KINGSTON, ON—Canadian and American youth groups are joining together on October 3 for a live simulcast conference on defending their faith.

Titled "The Big Dig" and hosted by Focus on the Family, the conference features Lee Strobel and Mark Mittleberg. It aims to help equip teenagers and their parents to tackle tough questions on Jesus, the Bible, relativism and science—and also help them learn to handle tough people.

Carol Tomalty wanted her teenage sons to be able attend the conference, so she approached her church, Bayridge Alliance, about hosting the event.

"Both of my kids are in high school," Tomalty says, "and I think they need to know how to defend their faith in a way that makes sense. When people think of apologetics they think of something that is boring and confrontational, but it's not that at all. It's just being aware of the amazing way we can use the same rules of evidence that scientists do to defend our faith."

This is the first year Focus on the Family will run a simulcast of the event, which originally took place in the summer. Bayridge is one of three Canadian churches showing the simulcast, along with churches in Sault Ste Marie and Halifax.

"If one has a belief, they are responsible for defending it," says Tomalty's 16-year-old son, Chris. "While we are taught to live by faith, reason must be employed to show that this is not merely superstitious nonsense, but a clear and intelligent view on the world around us."

His brother Garrett, 14, says he hopes the event will answer the question, "What is the point of being a Christian in this day and age?"

"People always concentrate on being defensive about things," he says. "Christians are still thought of as weak and desperate to share. If we defend our faith, people may change the way they think."

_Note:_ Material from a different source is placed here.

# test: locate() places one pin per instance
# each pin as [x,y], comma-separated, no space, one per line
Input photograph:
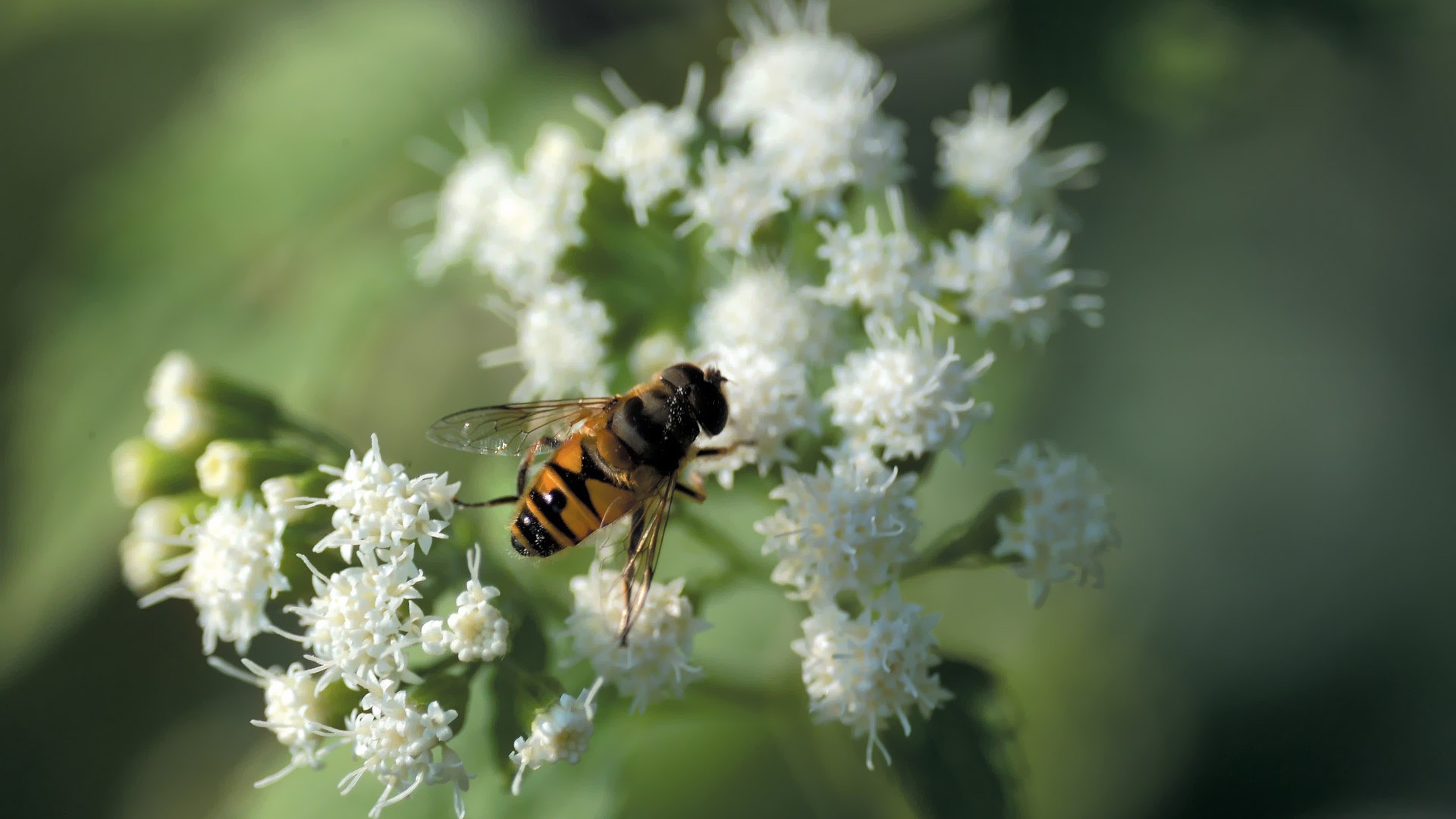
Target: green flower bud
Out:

Leon Wirth, director of youth outreach at Focus on the Family, says, "It's never too early to start preparing young people for spiritual independence. We don't want to neglect it now and then clean up the pieces of their spiritual journey later in life.

"This generation has a great reverence for questions. But when they are void of any good answers they will either fill in the blanks themselves or throw up their hands in the air and say, 'There must not be any answers.'

"Sometimes the ill-equipped Christian can be just as harmful as the opposition. Like Job's friends got some things right, but they were no help to Job, because they grossly misapplied those facts and wound up hurting the relationship instead of helping.

"We all encounter questions and pain points in our lives that just throw us for a loop. We want to equip young people to withstand the challenges, pains, and doubts that others will throw at them, and that they will go through themselves in life.

"It is about how we equip people in relationship to have conversations that are effective – to give them reason for hope, reason to believe, and reason for faith, that is practical, solid and dependable."